Issues for automated deduction
The following basic observations provide the background to the comments:
- The satisfiability of a propositional formula is equivalent to the non-validity of its negation: this establishes a direct semantic link between satisfiability and validity.
- The fact that the satisfiability and validity can be determined by inspecting the truth table means that this determination is decidable i.e. it can be solved by an algorithm.
- If a propositional formula is in a particular form, deciding satisfiability or validity may be computationally efficient. For instance, you can check the validity of a formula in conjunctive normal form easily - it is sufficient that every disjunction clause contains a literal and its negation, so that the disjunction evaluates to true. In a dual fashion, you can check the satisfiability of a propositional formula in disjunctive normal form quite efficiently: you need only check that there is at least one conjunctive clause that doesn't contain a literal and its negation.
- From a computational perspective, the challenging situations concern determining the satisfiability of a propositional formula in conjunctive normal form or the validity of a formula in disjunctive normal form. Any given propositional formula can be transformed into all kinds of different CNF - examples include Horn clause CNF, 2-CNF and 3-CNF. Certain special variants of CNF enable satisfiablity to be decided efficiently, but in general deciding whether a propositional formula in CNF is satisfiable is NP-complete (hence most probably not soluble in polynomial time).

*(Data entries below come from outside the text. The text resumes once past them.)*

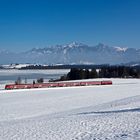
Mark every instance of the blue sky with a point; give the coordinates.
(25, 24)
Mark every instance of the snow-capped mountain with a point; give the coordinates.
(74, 53)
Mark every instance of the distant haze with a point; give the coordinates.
(73, 53)
(25, 24)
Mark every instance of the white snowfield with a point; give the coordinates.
(109, 112)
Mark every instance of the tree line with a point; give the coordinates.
(104, 72)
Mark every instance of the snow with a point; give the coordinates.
(119, 49)
(72, 113)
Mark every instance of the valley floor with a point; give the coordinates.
(110, 112)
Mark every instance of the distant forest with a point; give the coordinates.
(103, 72)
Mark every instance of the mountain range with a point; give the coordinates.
(74, 53)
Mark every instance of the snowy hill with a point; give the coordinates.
(74, 53)
(74, 113)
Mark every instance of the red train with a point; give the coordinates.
(57, 84)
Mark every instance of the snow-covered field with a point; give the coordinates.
(110, 112)
(11, 75)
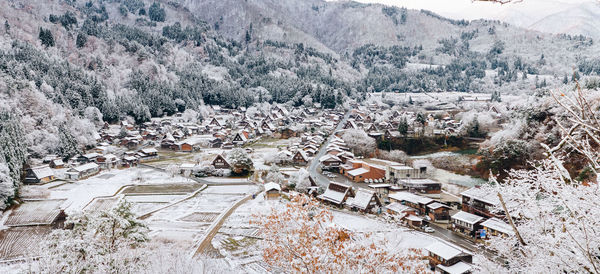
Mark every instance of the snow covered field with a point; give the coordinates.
(238, 239)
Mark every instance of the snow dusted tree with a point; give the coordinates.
(7, 188)
(301, 179)
(274, 175)
(111, 241)
(359, 142)
(303, 238)
(172, 169)
(68, 145)
(94, 115)
(12, 147)
(240, 161)
(556, 217)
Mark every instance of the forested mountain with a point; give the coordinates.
(67, 66)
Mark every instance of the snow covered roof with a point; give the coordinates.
(481, 195)
(329, 157)
(358, 171)
(149, 150)
(85, 167)
(409, 197)
(380, 185)
(413, 218)
(417, 182)
(42, 172)
(399, 208)
(498, 225)
(436, 205)
(335, 193)
(271, 186)
(467, 217)
(362, 198)
(446, 250)
(457, 268)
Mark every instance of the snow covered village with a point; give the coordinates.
(301, 136)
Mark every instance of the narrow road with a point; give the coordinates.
(213, 229)
(312, 169)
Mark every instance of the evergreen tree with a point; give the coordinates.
(81, 40)
(12, 147)
(46, 37)
(68, 146)
(248, 37)
(157, 13)
(403, 127)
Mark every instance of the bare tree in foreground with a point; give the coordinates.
(302, 238)
(557, 216)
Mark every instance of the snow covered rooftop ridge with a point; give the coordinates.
(42, 172)
(457, 268)
(467, 217)
(362, 198)
(498, 225)
(413, 198)
(447, 250)
(271, 186)
(482, 195)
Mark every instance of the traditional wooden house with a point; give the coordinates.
(443, 256)
(329, 161)
(466, 223)
(240, 138)
(300, 158)
(350, 124)
(41, 174)
(438, 212)
(415, 201)
(272, 191)
(364, 200)
(426, 187)
(359, 171)
(129, 161)
(336, 193)
(220, 162)
(148, 154)
(496, 227)
(82, 171)
(108, 161)
(87, 158)
(57, 163)
(477, 201)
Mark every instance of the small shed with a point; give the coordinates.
(272, 191)
(41, 174)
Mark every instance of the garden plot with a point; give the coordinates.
(162, 188)
(239, 240)
(17, 242)
(42, 212)
(100, 204)
(187, 221)
(79, 194)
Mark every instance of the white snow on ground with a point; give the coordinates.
(108, 183)
(225, 180)
(238, 239)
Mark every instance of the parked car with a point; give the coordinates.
(428, 229)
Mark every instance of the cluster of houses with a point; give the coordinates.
(125, 145)
(380, 126)
(221, 128)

Because even the problem of deciding satisfiability of a formula in propositional logic is computationally complex, all approaches to automated deduction suffer from some limitations. Example issues - closely interconnected - include:
- Formulae may have to be transformed into a normal form. Checking the satisfiability in the normal form may be relatively simple, but the process of transformation will then be costly. For instance, every propositional formula is semantically equivalent to a Horn formula, but the transformation is computationally expensive.

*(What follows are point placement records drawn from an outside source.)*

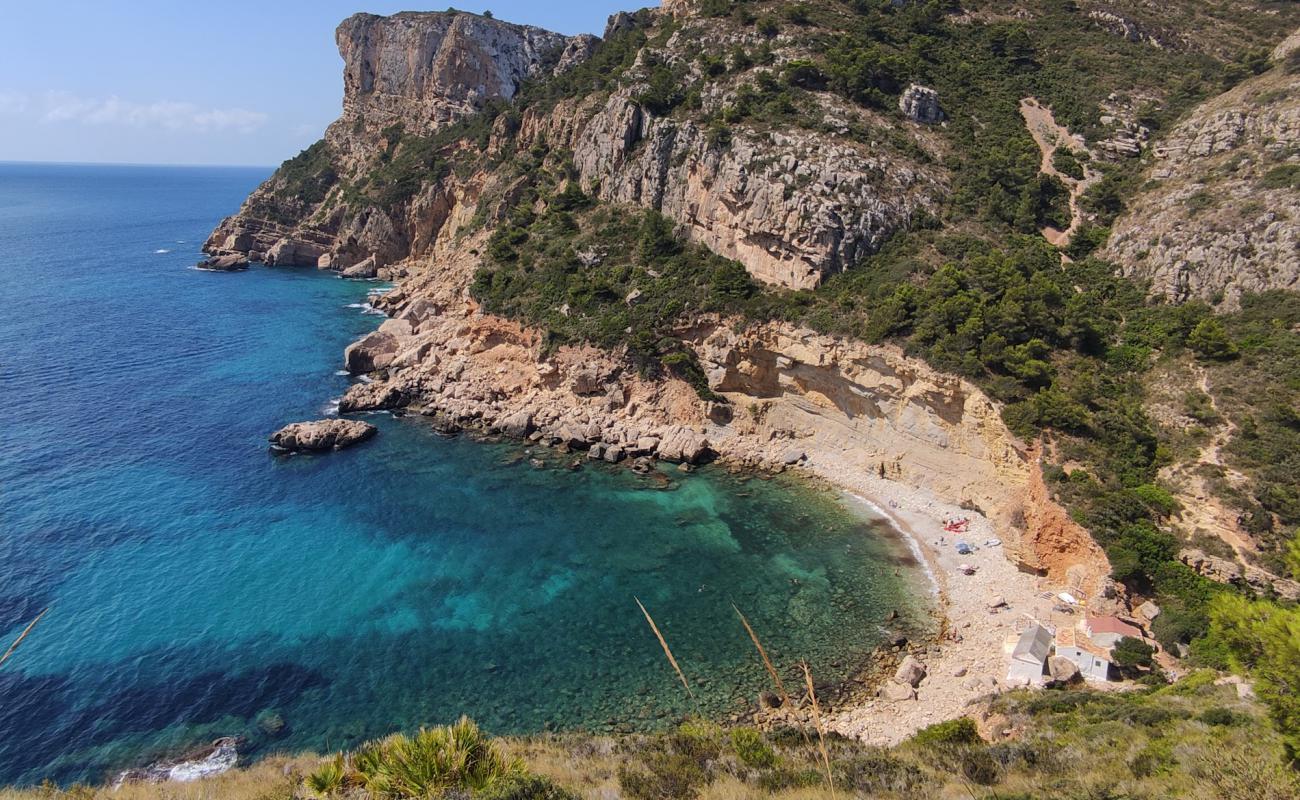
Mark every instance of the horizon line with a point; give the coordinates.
(33, 161)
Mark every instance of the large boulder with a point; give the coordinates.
(1062, 670)
(377, 350)
(372, 397)
(921, 104)
(518, 424)
(365, 269)
(684, 445)
(896, 692)
(229, 262)
(911, 671)
(321, 435)
(294, 253)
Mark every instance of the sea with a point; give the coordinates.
(199, 586)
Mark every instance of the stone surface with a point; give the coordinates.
(896, 692)
(1062, 670)
(1209, 224)
(921, 104)
(229, 262)
(321, 435)
(911, 671)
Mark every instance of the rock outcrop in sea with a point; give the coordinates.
(791, 203)
(321, 435)
(1217, 216)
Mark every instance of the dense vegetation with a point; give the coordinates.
(1192, 739)
(1066, 345)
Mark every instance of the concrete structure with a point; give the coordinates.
(1028, 656)
(1105, 631)
(1093, 662)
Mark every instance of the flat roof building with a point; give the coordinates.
(1030, 656)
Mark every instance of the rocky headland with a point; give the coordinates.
(321, 435)
(423, 171)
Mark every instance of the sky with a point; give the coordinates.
(183, 82)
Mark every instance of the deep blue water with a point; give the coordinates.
(195, 582)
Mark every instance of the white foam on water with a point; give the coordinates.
(221, 760)
(905, 532)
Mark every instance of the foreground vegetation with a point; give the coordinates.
(1069, 347)
(1192, 739)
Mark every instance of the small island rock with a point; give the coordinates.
(321, 435)
(229, 262)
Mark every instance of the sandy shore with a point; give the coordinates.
(979, 612)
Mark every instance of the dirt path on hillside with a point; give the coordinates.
(1201, 510)
(1048, 135)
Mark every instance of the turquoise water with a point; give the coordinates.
(196, 582)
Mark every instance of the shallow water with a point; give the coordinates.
(198, 583)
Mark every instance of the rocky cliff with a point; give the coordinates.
(791, 204)
(1218, 213)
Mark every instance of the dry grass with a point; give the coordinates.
(273, 778)
(1065, 746)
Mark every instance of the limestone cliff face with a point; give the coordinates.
(428, 69)
(791, 206)
(1220, 215)
(410, 74)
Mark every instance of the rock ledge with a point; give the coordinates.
(321, 435)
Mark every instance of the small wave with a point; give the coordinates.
(908, 535)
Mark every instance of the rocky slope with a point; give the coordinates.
(459, 132)
(791, 204)
(1218, 213)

- The satisfiability techniques may work efficiently for formulae of a particular form (e.g. expressed as a Horn formula, 2-CNF formula), but there are cases in which they fail. See the discussion of SAT solvers in Huth and Ryan section 1.6.

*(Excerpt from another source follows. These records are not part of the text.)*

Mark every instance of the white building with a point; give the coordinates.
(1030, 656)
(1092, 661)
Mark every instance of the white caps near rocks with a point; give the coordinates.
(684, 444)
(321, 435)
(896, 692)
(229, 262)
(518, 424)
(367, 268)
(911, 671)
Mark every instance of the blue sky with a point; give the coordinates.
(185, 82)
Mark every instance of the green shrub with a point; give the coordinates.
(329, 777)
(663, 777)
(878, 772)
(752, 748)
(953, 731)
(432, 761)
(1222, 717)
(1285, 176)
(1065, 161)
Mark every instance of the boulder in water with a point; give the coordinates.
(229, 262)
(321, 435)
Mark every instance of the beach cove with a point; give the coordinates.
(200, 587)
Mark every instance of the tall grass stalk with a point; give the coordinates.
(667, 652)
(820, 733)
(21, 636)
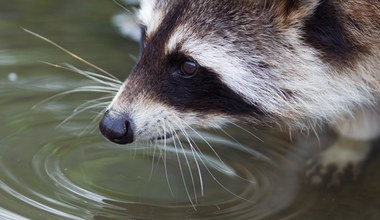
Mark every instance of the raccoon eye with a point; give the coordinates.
(188, 69)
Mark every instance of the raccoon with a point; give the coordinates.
(296, 64)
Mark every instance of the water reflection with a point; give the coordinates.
(50, 170)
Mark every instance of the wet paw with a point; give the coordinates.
(339, 164)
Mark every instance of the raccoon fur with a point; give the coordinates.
(291, 63)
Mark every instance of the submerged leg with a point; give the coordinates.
(344, 159)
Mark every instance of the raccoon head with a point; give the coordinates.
(207, 63)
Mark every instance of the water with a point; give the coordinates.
(50, 170)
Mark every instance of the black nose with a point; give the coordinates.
(116, 128)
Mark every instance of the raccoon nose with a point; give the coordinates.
(116, 129)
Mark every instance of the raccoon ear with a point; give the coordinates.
(289, 12)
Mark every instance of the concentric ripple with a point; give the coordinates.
(54, 173)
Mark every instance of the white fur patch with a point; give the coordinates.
(317, 93)
(149, 15)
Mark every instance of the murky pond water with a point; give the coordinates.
(54, 170)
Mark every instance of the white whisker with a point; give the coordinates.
(180, 167)
(253, 135)
(69, 52)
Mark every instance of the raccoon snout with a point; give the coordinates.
(117, 129)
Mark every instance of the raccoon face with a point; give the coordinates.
(209, 63)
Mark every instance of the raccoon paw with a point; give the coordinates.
(338, 164)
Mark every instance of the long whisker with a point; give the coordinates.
(94, 76)
(165, 160)
(99, 89)
(69, 52)
(189, 167)
(253, 135)
(208, 144)
(98, 105)
(91, 102)
(122, 6)
(194, 151)
(181, 169)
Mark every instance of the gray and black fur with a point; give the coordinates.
(291, 63)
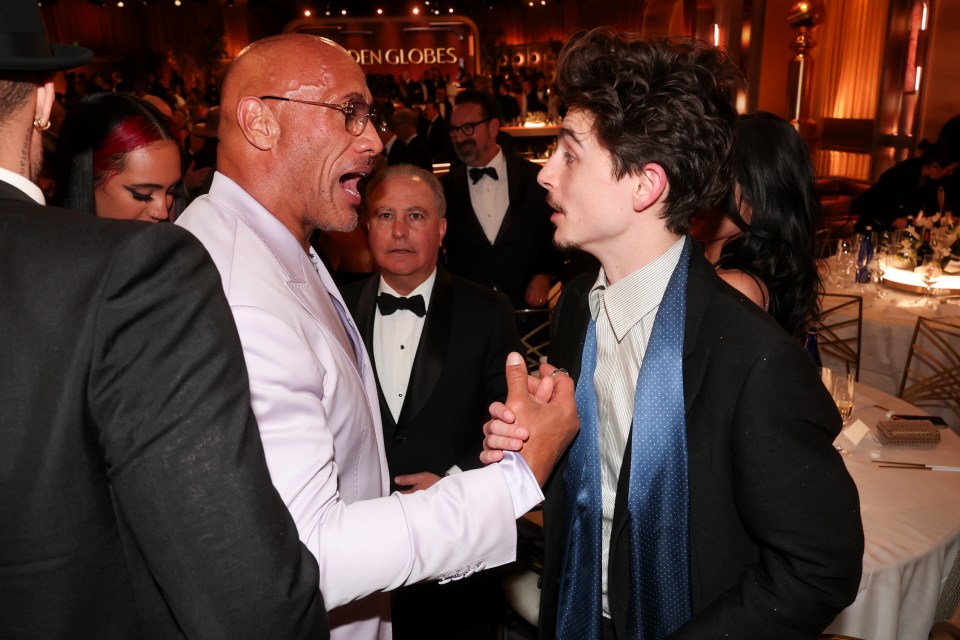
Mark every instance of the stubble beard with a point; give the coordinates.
(343, 224)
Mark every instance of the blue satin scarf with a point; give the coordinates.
(658, 497)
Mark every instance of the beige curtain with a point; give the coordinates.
(847, 70)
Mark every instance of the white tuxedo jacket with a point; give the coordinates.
(320, 425)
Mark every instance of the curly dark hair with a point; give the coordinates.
(657, 100)
(778, 246)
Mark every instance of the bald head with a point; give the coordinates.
(295, 157)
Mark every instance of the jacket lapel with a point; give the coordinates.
(434, 338)
(460, 193)
(516, 187)
(364, 315)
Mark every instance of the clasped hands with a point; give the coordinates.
(539, 418)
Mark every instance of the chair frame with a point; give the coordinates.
(830, 338)
(936, 347)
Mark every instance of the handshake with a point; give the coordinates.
(539, 418)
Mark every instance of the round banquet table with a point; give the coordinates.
(911, 524)
(886, 332)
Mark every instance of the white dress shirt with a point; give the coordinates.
(21, 183)
(395, 341)
(490, 198)
(624, 313)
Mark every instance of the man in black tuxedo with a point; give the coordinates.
(433, 128)
(404, 123)
(499, 231)
(702, 497)
(437, 343)
(135, 495)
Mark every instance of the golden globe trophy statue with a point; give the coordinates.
(804, 17)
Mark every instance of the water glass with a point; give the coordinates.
(844, 394)
(846, 262)
(931, 272)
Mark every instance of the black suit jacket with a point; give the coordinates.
(437, 135)
(134, 493)
(522, 248)
(776, 541)
(400, 153)
(457, 372)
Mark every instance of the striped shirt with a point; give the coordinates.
(624, 313)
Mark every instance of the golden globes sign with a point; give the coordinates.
(396, 45)
(431, 56)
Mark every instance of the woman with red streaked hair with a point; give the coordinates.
(116, 158)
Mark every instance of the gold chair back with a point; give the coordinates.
(931, 376)
(839, 329)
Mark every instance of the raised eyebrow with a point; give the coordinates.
(353, 97)
(569, 134)
(143, 186)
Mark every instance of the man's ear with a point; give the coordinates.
(44, 106)
(651, 187)
(258, 123)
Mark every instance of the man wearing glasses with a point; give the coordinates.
(498, 231)
(294, 144)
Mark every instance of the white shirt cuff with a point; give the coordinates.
(523, 485)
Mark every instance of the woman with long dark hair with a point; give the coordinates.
(116, 158)
(763, 242)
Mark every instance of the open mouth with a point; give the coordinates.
(350, 182)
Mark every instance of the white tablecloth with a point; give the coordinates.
(911, 523)
(886, 333)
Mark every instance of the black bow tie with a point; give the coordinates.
(389, 304)
(478, 172)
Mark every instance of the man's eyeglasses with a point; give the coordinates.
(466, 128)
(355, 113)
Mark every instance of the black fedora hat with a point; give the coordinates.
(24, 45)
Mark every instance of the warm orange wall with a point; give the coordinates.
(775, 55)
(941, 91)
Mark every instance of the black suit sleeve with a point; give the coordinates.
(169, 395)
(797, 502)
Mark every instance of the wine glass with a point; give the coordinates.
(931, 272)
(846, 261)
(881, 264)
(844, 394)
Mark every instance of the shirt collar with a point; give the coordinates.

- The algorithms that have to be applied cease to be conceptually simple, as a mathematician or logician would ideally like them to be; pragmatic and ad hoc techniques have to be introduced to avoid problems such as infinite loops. This has been a significant issue for logic programming languages such as Prolog, where it proves necessary to introduce notions such as cuts to ensure that searches terminate, and this detracts from the logical integrity of the deductive process.
- The link between the informal semantics in the problem domain and the logical formulation of a problem for automated reasoning can be obscure, and the results of automated reasoning are difficult to interpret in terms that a human observer can understand. For instance, advanced computer chess programs can beat human chess players, but the techniques they use do not necessarily translate into human-uasable chess knowledge.